Output of running main.go
As highlighted above,
Data from Prometheus – 168.18328834736266
Data from Console. – 168.7378954113889
Data from Prometheus – 168.27757914491525
Data from Console. – 168.91556043138888
Red Hat API (relevant to data from console in program output)
Red Hat API allows developers and administrators to manage clusters, deploy applications, manage workloads. For more information about Red Hat API, see: https://console.redhat.com/docs/api/cost-management
Input parameters:
- filter[resolution]", "daily" – The report to resolution of daily.
- filter[cluster]", clusterID – The report based on the cluster ID, which is provided as input.
- group_by[project]", project – The report data is grouped according to the project which is also taken as input.
Output:
The following is the truncated output, showing only the usage data.

The output is only referring to the usage data.
For detailed output, visit the URL https://console.redhat.com/docs/api/cost-management
Prometheus (relevant to data from Prometheus in program output)
Prometheus uses the following query to get the data
sum by (pod, namespace, node) (
rate(container_cpu_usage_seconds_total{
container!="",
container!="POD",
pod!="",
namespace="` + project + `",
node!=""
}[5m]))
The query dynamically retrieves CPU usage metrics from the containers, aggregated by pod, namespace, and node, with respect to the specified project. It calculates per-second rate of CPU usage over 5-minute window.

Output of the Prometheus query
Summary
We explored the method to validate the Cost Management Operator data against the Red Hat OpenShift data presented in Prometheus. This is used to confirm the correctness of metrics provided by the Red Hat Cloud console.

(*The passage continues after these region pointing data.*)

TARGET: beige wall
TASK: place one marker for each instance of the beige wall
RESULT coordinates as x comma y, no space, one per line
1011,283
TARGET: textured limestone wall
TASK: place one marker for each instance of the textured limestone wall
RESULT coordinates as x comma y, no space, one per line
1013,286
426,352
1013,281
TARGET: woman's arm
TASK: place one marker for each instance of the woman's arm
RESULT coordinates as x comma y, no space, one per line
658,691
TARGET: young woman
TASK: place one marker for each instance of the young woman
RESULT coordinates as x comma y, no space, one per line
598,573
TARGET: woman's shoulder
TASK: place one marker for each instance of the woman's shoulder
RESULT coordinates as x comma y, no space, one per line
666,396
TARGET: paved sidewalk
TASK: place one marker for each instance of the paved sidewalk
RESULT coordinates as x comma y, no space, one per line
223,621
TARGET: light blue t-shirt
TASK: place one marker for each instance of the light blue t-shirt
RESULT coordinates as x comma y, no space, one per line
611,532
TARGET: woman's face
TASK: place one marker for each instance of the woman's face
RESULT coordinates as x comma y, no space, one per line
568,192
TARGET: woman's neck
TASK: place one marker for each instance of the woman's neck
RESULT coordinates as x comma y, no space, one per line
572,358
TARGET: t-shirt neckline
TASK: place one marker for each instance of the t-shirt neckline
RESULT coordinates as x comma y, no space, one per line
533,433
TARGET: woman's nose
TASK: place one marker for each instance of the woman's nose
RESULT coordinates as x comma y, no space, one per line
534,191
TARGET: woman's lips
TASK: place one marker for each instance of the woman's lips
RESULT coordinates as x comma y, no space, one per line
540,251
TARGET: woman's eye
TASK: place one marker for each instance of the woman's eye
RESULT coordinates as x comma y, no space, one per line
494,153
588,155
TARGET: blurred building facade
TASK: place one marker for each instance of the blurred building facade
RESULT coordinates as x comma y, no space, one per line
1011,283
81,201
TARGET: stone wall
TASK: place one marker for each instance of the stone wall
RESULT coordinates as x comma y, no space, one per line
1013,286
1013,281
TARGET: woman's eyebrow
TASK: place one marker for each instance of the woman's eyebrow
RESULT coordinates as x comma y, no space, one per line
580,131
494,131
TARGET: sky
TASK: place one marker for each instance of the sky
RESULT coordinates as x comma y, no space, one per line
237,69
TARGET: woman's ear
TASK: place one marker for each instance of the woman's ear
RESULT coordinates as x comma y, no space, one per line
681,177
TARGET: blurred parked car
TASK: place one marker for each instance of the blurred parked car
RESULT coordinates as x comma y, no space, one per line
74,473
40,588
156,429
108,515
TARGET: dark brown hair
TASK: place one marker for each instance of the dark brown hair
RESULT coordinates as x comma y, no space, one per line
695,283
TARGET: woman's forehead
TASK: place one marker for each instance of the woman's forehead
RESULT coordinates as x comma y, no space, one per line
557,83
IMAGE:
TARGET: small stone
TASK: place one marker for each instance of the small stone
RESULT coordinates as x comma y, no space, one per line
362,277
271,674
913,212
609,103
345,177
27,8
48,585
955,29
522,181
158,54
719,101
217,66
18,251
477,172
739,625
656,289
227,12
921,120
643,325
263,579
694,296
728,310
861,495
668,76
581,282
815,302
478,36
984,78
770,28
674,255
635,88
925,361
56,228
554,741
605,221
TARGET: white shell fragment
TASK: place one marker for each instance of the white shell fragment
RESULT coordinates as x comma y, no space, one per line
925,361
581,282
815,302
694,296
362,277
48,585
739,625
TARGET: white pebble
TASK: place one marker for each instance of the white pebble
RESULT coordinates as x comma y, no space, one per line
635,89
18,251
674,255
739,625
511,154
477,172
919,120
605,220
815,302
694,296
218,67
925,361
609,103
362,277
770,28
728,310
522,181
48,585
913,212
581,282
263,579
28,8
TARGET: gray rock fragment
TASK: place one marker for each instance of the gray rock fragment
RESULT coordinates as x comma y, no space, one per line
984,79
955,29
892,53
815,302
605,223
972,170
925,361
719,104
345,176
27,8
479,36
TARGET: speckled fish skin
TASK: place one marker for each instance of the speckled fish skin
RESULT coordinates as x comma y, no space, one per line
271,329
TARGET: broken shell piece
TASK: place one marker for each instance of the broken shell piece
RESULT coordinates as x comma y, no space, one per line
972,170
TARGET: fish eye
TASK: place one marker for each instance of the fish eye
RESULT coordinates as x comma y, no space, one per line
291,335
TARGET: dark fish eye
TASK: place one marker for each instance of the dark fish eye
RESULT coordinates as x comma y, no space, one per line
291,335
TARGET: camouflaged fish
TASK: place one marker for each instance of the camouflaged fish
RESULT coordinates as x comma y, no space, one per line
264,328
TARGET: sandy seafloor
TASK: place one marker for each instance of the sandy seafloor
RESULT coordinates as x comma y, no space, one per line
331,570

The code snippet mentioned in this document is hosted on GitHub/IBM repository, named Cost-Management-Operator-Validation.
To validate the data across various scenarios, we also created “Stress-CPU” to deploy “stress-cpu-ng” designed to consume approximately 80% of the vCPUs across all compute nodes in the Red Hat OpenShift cluster and to compare the data at extreme scenarios as well. For a sample application, stress-cpu code is available which can be utilized in this scenario to utilize some CPU cycles of the compute nodes. The described method can be used for Red Hat OpenShift running on IBM Z and IBM® LinuxONE.